On the predictable question as to why the scale of popular disquiet hadn’t manifested itself in election results and why there is evidence to suggest that the Bharatiya Janata Party secured incremental votes on the strength of Modi’s governance, Gandhi was unfazed. In suggesting that India had been deeply polarised, he appeared to believe that the people are under the spell of what Marxists used to call ‘false consciousness’. It needs the Congress and its supporting parties to show them the light and the ground would be ready for change. The unmistakable conclusion was that Gandhi saw only what he wanted to see and overestimated its national resonance, blanking out all contrary evidence — a clear case of the BaaderMeinhoff phenomenon shaping his political understanding.

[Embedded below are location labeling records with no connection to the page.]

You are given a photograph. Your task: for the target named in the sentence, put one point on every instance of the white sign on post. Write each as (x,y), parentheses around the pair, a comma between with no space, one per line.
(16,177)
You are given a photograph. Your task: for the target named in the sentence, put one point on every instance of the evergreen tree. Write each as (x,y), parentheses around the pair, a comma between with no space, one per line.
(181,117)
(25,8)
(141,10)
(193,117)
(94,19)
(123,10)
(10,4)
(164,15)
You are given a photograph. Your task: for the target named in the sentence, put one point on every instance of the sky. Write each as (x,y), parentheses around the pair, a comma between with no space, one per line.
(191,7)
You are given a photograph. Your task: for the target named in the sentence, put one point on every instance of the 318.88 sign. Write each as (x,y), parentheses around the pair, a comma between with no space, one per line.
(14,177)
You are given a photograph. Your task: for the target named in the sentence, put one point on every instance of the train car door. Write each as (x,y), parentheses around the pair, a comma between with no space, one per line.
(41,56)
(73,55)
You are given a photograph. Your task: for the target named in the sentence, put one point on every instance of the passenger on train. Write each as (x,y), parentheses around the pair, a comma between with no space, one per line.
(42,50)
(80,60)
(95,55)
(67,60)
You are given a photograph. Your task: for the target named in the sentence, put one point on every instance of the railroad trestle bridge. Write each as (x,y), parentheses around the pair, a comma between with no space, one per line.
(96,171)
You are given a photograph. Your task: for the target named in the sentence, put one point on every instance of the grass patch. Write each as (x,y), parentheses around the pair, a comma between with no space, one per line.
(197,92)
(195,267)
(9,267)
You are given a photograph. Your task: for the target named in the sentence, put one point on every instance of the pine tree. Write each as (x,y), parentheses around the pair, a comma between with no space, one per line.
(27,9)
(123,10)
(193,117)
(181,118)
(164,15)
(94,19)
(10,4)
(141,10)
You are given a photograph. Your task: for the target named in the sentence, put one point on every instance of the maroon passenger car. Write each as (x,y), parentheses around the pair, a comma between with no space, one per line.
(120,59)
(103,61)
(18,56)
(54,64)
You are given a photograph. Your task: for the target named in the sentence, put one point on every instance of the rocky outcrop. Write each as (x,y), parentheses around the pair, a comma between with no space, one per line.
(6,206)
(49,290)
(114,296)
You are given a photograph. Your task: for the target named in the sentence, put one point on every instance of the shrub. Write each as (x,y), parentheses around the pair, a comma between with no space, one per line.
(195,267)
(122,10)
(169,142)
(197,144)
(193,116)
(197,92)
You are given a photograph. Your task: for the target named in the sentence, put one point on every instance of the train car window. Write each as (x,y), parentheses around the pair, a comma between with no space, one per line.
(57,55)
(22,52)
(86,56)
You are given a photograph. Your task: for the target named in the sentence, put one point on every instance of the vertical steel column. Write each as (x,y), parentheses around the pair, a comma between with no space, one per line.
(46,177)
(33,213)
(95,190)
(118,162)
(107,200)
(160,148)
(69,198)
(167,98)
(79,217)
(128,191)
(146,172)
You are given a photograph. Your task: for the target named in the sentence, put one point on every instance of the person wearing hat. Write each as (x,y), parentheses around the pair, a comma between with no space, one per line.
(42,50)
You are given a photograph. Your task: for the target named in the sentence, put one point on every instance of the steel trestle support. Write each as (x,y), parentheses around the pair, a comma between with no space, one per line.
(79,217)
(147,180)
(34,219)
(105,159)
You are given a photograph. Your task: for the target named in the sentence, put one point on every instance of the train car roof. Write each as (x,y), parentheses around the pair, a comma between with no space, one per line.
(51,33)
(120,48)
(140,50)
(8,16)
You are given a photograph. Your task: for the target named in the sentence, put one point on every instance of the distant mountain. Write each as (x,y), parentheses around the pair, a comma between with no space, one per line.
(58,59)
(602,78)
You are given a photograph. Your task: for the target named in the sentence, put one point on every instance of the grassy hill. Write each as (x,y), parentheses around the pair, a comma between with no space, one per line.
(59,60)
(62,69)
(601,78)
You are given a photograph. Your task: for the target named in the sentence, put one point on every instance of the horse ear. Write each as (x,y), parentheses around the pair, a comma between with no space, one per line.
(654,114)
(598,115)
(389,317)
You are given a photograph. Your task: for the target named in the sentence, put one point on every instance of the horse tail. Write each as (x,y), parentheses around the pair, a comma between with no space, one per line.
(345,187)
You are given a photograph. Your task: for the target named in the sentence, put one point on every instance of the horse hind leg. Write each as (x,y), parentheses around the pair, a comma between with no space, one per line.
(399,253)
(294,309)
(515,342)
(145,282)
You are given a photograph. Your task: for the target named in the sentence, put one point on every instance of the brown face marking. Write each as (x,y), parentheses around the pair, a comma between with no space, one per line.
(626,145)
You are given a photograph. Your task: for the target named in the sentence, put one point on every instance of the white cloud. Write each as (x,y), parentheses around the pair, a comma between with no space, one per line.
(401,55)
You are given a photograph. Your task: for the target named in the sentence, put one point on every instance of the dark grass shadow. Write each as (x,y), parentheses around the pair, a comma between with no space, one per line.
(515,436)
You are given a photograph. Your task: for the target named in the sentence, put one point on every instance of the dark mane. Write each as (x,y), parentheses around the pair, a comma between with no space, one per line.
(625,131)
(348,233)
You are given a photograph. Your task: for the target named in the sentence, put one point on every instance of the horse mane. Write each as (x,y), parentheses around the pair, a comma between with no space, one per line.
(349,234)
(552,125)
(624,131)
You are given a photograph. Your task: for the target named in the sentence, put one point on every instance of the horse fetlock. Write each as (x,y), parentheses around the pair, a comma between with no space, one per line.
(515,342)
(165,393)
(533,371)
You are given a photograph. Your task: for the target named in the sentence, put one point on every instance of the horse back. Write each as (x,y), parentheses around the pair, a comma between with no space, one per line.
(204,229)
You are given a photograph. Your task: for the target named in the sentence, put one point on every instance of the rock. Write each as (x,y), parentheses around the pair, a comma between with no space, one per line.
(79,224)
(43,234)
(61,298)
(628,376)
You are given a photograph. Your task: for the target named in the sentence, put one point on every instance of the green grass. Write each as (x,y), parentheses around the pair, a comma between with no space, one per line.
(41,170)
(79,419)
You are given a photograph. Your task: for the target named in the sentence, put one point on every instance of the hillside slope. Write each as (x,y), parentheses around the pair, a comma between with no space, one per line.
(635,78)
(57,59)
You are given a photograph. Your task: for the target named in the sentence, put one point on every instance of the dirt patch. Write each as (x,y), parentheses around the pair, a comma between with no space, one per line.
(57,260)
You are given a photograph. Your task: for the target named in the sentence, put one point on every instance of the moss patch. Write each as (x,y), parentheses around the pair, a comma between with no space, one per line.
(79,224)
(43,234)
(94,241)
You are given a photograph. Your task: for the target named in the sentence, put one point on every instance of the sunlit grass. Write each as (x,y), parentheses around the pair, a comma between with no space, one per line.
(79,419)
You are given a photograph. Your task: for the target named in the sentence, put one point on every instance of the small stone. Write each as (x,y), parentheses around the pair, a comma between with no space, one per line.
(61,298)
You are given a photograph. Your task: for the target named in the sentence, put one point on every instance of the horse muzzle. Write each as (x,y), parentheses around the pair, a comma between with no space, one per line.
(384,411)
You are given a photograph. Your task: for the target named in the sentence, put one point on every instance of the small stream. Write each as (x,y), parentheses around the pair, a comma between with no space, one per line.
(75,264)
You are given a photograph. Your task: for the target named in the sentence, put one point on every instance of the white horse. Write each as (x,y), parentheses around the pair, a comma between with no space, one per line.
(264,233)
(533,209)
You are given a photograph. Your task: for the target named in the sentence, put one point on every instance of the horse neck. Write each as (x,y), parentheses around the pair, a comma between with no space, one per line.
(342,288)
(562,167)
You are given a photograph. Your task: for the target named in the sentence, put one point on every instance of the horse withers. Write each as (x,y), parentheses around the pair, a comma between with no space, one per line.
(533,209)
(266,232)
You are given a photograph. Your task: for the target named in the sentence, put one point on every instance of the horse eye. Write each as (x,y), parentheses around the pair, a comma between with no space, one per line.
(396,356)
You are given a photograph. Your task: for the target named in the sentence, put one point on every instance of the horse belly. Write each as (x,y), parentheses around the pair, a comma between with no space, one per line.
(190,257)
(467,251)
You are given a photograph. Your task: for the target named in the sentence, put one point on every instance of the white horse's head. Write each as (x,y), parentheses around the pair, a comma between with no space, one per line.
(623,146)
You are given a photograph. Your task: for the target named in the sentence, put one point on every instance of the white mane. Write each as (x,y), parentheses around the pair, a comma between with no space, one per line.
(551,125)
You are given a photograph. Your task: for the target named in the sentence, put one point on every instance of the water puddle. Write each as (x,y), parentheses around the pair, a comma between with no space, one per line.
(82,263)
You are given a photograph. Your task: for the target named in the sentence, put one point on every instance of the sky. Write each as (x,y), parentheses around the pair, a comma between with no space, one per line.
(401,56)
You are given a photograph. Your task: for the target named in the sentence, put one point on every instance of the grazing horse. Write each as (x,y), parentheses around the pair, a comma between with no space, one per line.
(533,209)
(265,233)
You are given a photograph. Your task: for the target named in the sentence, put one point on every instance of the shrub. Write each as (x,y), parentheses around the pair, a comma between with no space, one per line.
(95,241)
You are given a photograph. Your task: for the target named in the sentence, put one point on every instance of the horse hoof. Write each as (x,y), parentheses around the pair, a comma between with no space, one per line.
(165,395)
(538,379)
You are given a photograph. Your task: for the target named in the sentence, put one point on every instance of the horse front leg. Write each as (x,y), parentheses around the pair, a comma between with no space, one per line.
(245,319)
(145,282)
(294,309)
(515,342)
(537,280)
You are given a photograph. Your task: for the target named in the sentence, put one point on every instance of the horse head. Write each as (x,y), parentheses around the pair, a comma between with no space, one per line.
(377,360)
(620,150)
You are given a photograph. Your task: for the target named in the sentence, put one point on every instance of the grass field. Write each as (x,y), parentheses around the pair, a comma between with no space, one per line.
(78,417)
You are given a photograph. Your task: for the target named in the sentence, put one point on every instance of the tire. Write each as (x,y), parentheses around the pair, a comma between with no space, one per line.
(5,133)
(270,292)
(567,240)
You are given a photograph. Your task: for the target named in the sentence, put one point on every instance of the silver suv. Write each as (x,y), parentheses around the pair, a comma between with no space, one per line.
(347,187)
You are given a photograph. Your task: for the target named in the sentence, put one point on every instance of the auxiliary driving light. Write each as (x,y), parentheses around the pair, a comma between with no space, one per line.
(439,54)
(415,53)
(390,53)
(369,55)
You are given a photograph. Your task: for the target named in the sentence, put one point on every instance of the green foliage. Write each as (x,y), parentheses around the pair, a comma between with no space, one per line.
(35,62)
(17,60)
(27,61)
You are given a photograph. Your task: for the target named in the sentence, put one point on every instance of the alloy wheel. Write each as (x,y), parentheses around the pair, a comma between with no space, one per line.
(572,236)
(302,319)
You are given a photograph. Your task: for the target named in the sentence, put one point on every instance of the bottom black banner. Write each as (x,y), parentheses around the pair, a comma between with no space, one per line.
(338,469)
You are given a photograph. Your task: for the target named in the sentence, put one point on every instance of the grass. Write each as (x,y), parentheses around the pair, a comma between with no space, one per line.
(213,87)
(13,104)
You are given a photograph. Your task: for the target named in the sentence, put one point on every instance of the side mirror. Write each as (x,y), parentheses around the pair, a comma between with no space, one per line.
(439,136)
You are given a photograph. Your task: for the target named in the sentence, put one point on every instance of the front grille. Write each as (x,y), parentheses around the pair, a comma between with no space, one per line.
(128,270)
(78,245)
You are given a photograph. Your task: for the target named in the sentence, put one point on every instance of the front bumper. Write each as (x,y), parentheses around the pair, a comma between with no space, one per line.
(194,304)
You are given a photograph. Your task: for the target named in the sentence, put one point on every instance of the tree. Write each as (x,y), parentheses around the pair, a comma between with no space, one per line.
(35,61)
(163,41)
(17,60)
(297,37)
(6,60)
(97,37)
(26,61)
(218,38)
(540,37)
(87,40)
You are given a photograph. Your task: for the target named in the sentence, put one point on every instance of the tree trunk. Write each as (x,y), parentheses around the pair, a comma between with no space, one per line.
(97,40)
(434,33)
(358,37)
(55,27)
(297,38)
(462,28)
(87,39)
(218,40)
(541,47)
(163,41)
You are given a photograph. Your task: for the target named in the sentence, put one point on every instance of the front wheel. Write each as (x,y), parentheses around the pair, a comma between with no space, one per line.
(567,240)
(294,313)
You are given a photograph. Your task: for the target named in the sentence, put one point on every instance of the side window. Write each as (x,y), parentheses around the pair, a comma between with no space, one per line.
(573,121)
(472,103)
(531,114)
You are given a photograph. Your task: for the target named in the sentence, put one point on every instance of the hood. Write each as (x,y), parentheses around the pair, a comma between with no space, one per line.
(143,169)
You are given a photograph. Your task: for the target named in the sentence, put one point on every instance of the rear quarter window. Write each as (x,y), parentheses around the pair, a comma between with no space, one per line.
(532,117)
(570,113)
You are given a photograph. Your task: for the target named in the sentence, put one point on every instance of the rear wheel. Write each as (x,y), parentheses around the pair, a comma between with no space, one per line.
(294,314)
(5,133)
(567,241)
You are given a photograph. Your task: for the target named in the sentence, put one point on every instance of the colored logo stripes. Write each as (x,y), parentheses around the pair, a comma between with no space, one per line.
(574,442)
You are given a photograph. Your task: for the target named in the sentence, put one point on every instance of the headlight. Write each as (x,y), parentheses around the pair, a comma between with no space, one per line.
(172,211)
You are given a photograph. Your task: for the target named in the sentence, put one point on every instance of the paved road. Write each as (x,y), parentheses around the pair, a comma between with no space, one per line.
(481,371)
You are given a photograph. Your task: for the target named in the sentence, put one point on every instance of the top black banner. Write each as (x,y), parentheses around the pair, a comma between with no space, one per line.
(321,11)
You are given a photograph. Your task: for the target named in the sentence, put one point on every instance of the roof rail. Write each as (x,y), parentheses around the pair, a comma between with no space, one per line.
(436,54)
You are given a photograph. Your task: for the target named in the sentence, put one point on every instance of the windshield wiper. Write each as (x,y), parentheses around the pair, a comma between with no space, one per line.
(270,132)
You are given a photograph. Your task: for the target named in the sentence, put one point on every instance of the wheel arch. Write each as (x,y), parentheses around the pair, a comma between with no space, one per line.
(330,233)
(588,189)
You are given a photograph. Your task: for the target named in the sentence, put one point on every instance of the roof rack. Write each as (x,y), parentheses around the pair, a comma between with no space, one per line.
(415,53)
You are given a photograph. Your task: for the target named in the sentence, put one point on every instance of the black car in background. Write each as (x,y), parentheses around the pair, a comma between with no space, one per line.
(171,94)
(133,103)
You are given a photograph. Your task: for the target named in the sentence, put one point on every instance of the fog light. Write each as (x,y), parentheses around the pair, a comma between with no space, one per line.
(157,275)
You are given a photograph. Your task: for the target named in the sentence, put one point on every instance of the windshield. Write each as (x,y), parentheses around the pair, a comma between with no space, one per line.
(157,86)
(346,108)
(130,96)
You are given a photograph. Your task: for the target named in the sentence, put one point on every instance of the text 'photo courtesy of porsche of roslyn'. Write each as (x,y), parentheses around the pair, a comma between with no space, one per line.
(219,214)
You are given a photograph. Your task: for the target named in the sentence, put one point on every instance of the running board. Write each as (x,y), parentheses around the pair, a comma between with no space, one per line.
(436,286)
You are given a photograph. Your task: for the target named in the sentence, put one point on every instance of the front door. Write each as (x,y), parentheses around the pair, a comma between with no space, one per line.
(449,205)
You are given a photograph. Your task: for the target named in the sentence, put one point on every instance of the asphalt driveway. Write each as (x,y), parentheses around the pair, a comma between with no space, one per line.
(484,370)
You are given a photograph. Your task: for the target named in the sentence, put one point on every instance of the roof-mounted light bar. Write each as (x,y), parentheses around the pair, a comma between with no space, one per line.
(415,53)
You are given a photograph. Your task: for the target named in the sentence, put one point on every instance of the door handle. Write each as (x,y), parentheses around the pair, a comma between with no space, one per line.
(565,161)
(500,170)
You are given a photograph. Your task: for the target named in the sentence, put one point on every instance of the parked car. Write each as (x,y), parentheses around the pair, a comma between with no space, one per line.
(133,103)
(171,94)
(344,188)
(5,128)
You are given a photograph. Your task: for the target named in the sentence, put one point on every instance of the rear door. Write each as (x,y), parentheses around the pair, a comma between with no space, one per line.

Thirdly, and surprisingly for the leader of a party that was at the helm of the Indian nationalist upsurge in the first half of the 20th century, Gandhi stressed that India’s political identity lay in it being a ‘union of states’ — and not a nation. Consequently, he stressed the paramount importance of divergent identities and the need to negotiate a rainbow coalition after prolonged conversations with disparate stakeholders.

India has yet to experience its Woke moment. Such rarefied cosmopolitan experiences appear to have few takers. Yet the importance Gandhi has attached to fragmented identities, at the cost of a national vision, seems to suggest that his prescription for defeating Modi is essentially confederal and almost borrowed from the left-wing in the US Democratic Party. His leadership style, too, is passive. He sees his role, at best, as an aggregator and not as an agenda-builder. Having rejected the cadre-centric approach for the Congress, he seemed anxious to promote India’s oldest political party as a loose cluster of sentiments associated with different movements.

If it was Gandhi’s intention to project himself as markedly different from Modi, he appears to have succeeded. But he left unanswered the larger question of whether this agonised, quasi-Woke approach will inspire voters or even motivate those in the Congress who still see Indira Gandhi as their role model.